Can you teach creativity? According to alumnus and ArtCenter instructor Fridolin “Frido” Beisert (MS 08 Industrial Design), the answer to that question is an unequivocal “yes.”
The author of Creative Strategies, a book that offers 10 approaches to solve everyday problems, Beisert asserts that the creative process is a skill that can be learned and practiced just like riding a bicycle.
“I see evidence of this regularly in my classroom where students with an open-minded approach produce far greater creative leaps in their work,” said Beisert, who has 18 years of experience working as a professional designer while also teaching at the College’s Pasadena campus.
Beisert’s goal for Creative Strategies, written in a breezy style with plenty of humor, is to help artists and designers eliminate the fear of failure and gain the freedom and confidence to approach any task. The book features illustratations by ArtCenter alumna Jessie Kawata (BFA 11 Illustration) and the cover was designed by alumna Tomo Ogino (BFA 12 Graphic Design).
The 10 creative strategies featured in the book, published by Design Studio Press, are about using both the right and left hemispheres of the brain simultaneously and in harmony, responding to challenges with a flexible mind.
In the book, Beisert lays out what he believes are key steps in the creative process. These steps include: identifying the blind spot, refueling on inspiration, and reality hacking. One chapter is devoted to 10 ways to live more creatively.
And Beisert should know.
Prior to his current roles as creative director of Baum-Kuchen studio and a director in the Product Design department at ArtCenter, he worked in Tokyo developing futuristic video games, played as an international underground deejay, and studied traditional arts and crafts in Japan.
At ArtCenter, Beisert has taught creative problem solving, design innovation and dynamic sketching to thousands of young designers. More broadly, Beisert teaches what is often referred to as design thinking, an area of study that merges business and design and uses close, almost anthropological, observation of people to gain insight into problems that may not yet be articulated.
In a nod to ArtCenter’s famous culture of critique that has been a rite of passage for decades in the College’s classrooms, he explores the value of “Crit Culture” in Creative Strategies.
In fact, the book functions as an excellent primer to ArtCenter’s pedagogy. Beisert refers to this as the College’s “secret sauce” which has produced some of the world’s most respected designers of automobiles, technology, footwear and furniture.
“Frido is by far the greatest instructor of my life,” said alumnus Andrew Kim (BS 13 Product), Tesla’s lead designer who wrote the book’s forward. “But he’s the scariest man I’ve ever met.”
Quirky? Sure. Eccentric? Definitely. But “scary?”
Well, Beisert’s enthusiasm for getting to the core of a problem or challenge can sometimes border on obsession.

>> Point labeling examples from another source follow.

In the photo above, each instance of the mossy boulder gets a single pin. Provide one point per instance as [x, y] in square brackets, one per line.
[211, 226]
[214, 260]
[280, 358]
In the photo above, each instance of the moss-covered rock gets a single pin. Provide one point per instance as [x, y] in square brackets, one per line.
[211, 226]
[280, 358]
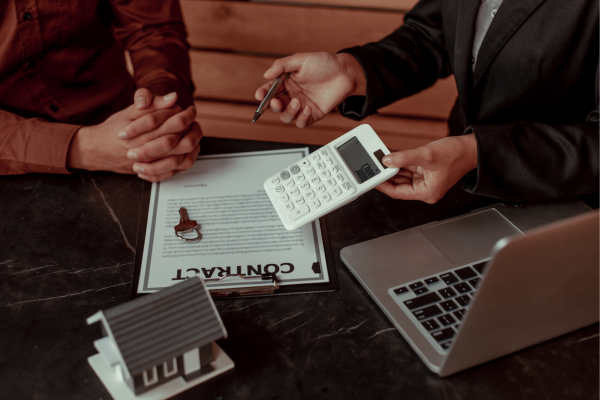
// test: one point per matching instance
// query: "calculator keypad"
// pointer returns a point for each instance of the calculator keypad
(316, 180)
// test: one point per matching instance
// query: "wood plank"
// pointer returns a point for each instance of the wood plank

But it’s an enthusiasm whose results are hard to argue.
Many of his students have gone on to leadership roles for some of the world’s most innovative companies, including Adidas, Airbnb, Facebook, Google, Nike and Under Armour.
“If it weren’t for his class, I would have never approached design the way I do today,” wrote Kim about Beisert. “I discovered a newfound clarity and began to see paths to a solution that I was previously blind to.”
These paths were not something that Beisert saw immediately either.
While a graduate student at ArtCenter’s top ranked Industrial Design department, Beisert spent two years researching prototype methods on how to teach creativity.
During his career, he recognized that creativity was indeed a skill that he had learned, but he didn’t exactly know how he had acquired this ability. So he set out to discover the secrets of creativity pedagogy by first analyzing the evolution of his own design process. The journey from that analysis lead to writing Creative Strategies.
“The most important thing I learned is that I could achieve anything I want in life as long as I set my mind to it,” said Beisert.